Former senior engineer at Lockheed Martin Corp., Darrol Olsen, filed a False Claims Act lawsuit against Lockheed, alleging that Lockheed used inferior and defective coatings on F22 aircraft.  The coatings are allegedly critical for the F22s stealth capability. The U.S. Air Force purchased 648 of these F-22s from Lockheed at a cost of about $87 billion. The Government did not intervene in the lawsuit, and the district court dismissed the complaint because Olsen failed to plead the claims with the particularity required by Rule 9(b) of the Federal Rules of Civil Procedure. The 11th Circuit affirmed the district court’s opinion. See United States ex rel. a.k.a. SEAL 1 v. Lockheed Martin Corp., Case No. 10-14763, 2011 WL 2150052 (11th Cir. June 1, 2011).
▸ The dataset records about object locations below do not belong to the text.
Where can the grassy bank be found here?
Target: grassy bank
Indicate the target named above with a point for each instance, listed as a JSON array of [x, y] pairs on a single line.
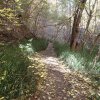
[[19, 76]]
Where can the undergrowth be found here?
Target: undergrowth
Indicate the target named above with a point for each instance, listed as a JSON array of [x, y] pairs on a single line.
[[78, 60], [20, 71], [81, 61]]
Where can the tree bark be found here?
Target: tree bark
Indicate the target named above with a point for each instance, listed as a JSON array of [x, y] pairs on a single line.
[[76, 23]]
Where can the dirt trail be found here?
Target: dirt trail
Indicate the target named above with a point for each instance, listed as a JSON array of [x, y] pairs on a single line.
[[61, 83]]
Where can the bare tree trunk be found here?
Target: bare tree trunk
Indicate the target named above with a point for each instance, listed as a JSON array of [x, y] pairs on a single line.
[[77, 20], [90, 14], [94, 44]]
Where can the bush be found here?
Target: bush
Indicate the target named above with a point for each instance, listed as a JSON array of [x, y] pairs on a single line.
[[15, 77]]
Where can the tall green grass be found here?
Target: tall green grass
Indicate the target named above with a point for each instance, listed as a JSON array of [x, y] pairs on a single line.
[[15, 80]]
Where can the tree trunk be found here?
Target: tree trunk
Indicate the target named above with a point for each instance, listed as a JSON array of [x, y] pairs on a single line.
[[77, 20]]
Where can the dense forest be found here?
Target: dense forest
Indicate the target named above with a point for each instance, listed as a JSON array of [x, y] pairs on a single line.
[[49, 50]]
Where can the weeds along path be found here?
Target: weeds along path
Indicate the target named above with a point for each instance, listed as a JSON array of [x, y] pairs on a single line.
[[61, 83]]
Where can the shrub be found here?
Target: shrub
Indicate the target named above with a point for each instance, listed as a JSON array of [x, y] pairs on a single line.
[[16, 78]]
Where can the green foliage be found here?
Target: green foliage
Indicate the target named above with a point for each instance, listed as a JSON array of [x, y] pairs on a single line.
[[80, 60], [19, 73], [39, 44]]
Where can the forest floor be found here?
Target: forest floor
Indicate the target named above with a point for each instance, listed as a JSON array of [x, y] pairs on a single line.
[[61, 83]]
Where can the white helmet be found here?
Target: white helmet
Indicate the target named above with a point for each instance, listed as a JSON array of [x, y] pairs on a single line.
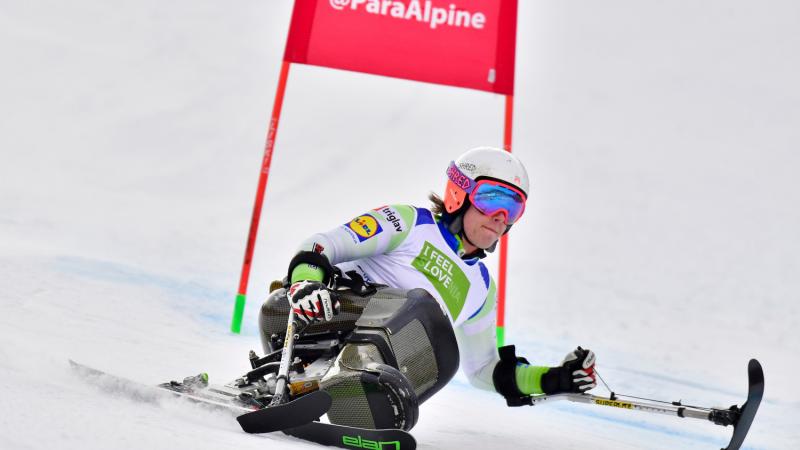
[[483, 163]]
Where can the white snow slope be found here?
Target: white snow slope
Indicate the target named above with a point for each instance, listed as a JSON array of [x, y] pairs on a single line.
[[662, 230]]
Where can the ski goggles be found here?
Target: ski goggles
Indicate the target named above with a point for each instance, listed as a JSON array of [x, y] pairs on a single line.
[[489, 196]]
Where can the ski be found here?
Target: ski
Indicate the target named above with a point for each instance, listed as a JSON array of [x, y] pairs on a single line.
[[302, 410], [215, 397], [353, 437], [253, 415]]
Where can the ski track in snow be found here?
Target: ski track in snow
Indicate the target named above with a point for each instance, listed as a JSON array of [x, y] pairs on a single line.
[[661, 230]]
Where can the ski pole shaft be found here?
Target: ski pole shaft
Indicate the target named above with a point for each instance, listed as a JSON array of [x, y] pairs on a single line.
[[286, 361], [672, 410]]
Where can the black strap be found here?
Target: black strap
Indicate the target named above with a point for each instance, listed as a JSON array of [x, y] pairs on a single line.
[[356, 283], [505, 377]]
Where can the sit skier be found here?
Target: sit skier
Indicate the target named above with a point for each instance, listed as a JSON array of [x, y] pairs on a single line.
[[436, 303]]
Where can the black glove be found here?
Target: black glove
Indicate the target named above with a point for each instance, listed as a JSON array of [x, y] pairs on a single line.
[[312, 301], [575, 374]]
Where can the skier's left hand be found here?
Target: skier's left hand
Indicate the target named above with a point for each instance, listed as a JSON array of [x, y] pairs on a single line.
[[575, 374], [312, 301]]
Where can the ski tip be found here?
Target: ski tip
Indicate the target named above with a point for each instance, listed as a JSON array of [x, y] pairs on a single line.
[[755, 373]]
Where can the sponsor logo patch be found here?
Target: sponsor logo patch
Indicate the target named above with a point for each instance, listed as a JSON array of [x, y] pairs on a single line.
[[392, 216], [364, 227]]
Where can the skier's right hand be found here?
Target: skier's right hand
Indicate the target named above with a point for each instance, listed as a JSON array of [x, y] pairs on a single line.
[[312, 301]]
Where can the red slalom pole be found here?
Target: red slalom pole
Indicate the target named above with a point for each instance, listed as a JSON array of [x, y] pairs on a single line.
[[501, 278], [238, 309]]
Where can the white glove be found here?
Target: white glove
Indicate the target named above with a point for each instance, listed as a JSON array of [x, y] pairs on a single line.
[[575, 374], [312, 301]]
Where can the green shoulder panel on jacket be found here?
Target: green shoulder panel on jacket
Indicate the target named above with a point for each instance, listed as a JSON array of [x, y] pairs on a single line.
[[398, 219]]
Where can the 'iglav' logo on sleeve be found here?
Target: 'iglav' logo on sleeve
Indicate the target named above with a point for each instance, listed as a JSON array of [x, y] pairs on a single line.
[[427, 12]]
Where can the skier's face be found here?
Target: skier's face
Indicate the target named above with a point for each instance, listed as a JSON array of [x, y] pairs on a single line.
[[483, 230]]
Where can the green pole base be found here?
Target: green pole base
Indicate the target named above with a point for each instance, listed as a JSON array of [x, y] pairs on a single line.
[[238, 312]]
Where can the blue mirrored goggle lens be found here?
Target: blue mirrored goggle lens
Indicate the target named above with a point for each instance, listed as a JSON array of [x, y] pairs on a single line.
[[489, 199]]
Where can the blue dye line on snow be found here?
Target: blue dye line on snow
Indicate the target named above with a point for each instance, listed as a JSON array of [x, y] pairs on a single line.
[[565, 407]]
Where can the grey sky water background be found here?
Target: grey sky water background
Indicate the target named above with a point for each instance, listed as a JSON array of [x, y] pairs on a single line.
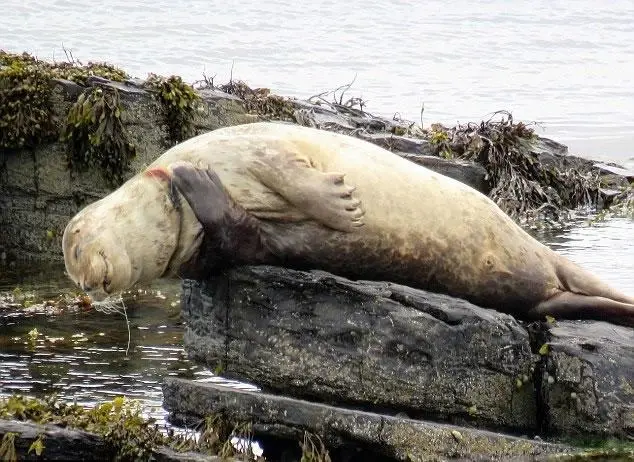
[[565, 64]]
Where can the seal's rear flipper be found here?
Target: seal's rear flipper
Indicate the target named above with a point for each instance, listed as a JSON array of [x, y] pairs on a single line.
[[323, 196], [568, 305]]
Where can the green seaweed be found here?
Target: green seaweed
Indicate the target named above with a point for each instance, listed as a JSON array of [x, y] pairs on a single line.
[[521, 185], [261, 101], [180, 102], [120, 423], [26, 112], [25, 104], [95, 135]]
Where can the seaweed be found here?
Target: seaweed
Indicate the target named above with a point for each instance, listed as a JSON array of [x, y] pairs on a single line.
[[522, 186], [121, 424], [179, 101], [261, 101], [95, 135], [26, 112], [25, 104]]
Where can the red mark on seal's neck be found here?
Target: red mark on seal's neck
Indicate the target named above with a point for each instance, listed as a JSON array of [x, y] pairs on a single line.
[[160, 173]]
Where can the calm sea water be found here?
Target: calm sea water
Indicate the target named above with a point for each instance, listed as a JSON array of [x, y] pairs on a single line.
[[564, 64]]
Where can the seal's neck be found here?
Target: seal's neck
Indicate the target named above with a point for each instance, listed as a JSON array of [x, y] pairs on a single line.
[[190, 233]]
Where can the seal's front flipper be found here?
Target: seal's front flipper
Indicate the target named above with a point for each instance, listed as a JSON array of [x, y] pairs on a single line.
[[323, 196], [204, 192], [569, 305], [232, 236]]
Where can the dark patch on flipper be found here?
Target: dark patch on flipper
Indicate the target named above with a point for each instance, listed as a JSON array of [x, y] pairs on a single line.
[[232, 236], [324, 197], [568, 305]]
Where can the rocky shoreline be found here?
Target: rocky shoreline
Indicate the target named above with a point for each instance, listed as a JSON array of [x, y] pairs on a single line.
[[371, 368]]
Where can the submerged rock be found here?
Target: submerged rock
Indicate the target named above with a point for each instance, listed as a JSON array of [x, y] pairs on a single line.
[[315, 335], [376, 437]]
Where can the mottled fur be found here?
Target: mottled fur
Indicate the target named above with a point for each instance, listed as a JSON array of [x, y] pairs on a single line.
[[308, 198]]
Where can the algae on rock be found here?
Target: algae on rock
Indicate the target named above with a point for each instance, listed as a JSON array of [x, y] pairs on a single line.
[[95, 134]]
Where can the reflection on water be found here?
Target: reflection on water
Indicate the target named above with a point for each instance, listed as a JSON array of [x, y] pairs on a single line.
[[80, 355], [604, 248]]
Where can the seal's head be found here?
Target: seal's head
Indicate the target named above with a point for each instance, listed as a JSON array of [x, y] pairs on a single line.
[[127, 237]]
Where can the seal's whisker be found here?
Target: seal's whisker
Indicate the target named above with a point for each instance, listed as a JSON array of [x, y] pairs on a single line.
[[114, 304]]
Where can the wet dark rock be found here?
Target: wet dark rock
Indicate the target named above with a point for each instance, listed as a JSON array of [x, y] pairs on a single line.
[[629, 174], [375, 436], [374, 344], [389, 348], [587, 379]]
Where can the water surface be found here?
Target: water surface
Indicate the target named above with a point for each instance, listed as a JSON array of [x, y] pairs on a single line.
[[565, 64]]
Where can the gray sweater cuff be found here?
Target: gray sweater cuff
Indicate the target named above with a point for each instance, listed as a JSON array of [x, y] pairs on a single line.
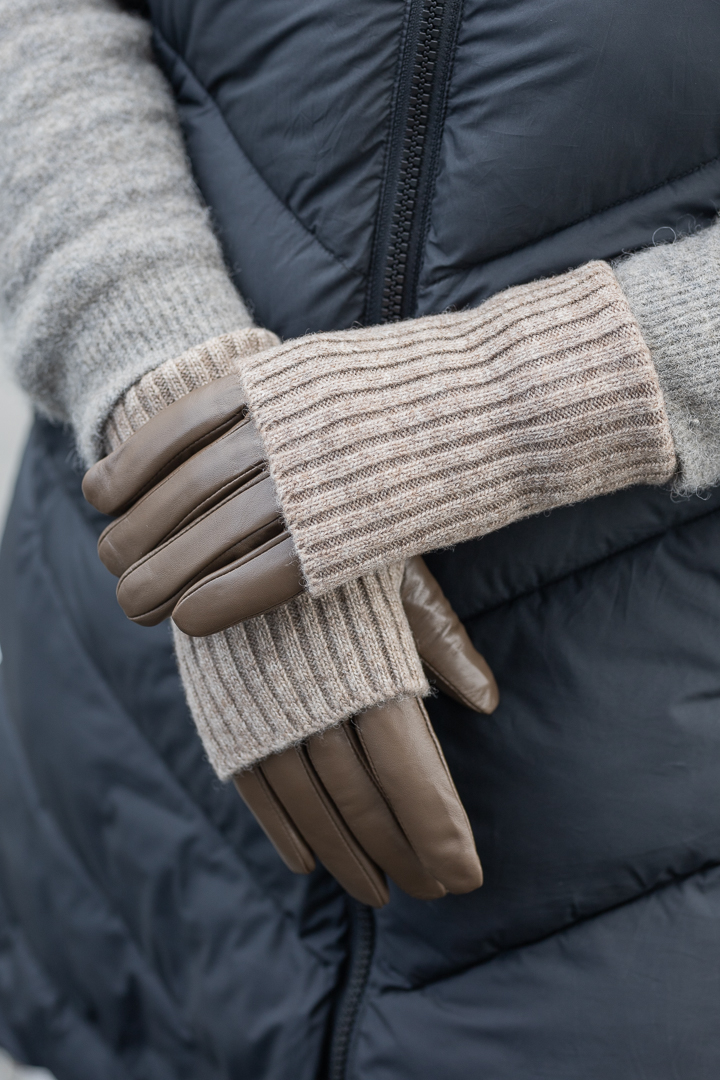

The 11th Circuit found significant that Olsen did not allege that the misrepresentations made by Lockheed officials played any role in the U.S. Air Force’s decision to make payments on the claims submitted by Lockheed for the F22s.  The particulars of the allegedly false claims missing from the complaint included:

  • the number of claims presented;
  • the dates on when the claims were made;
  • terms of payment;
  • what representations were made at the time Lockheed sought payment; and
  • how the representations were false and fraudulent.

The 11 Circuit held, as courts have frequently stated, the failure to allege sufficient specifics of the “who, what, where and when of alleged false statements” is fatal to the FCA complaint.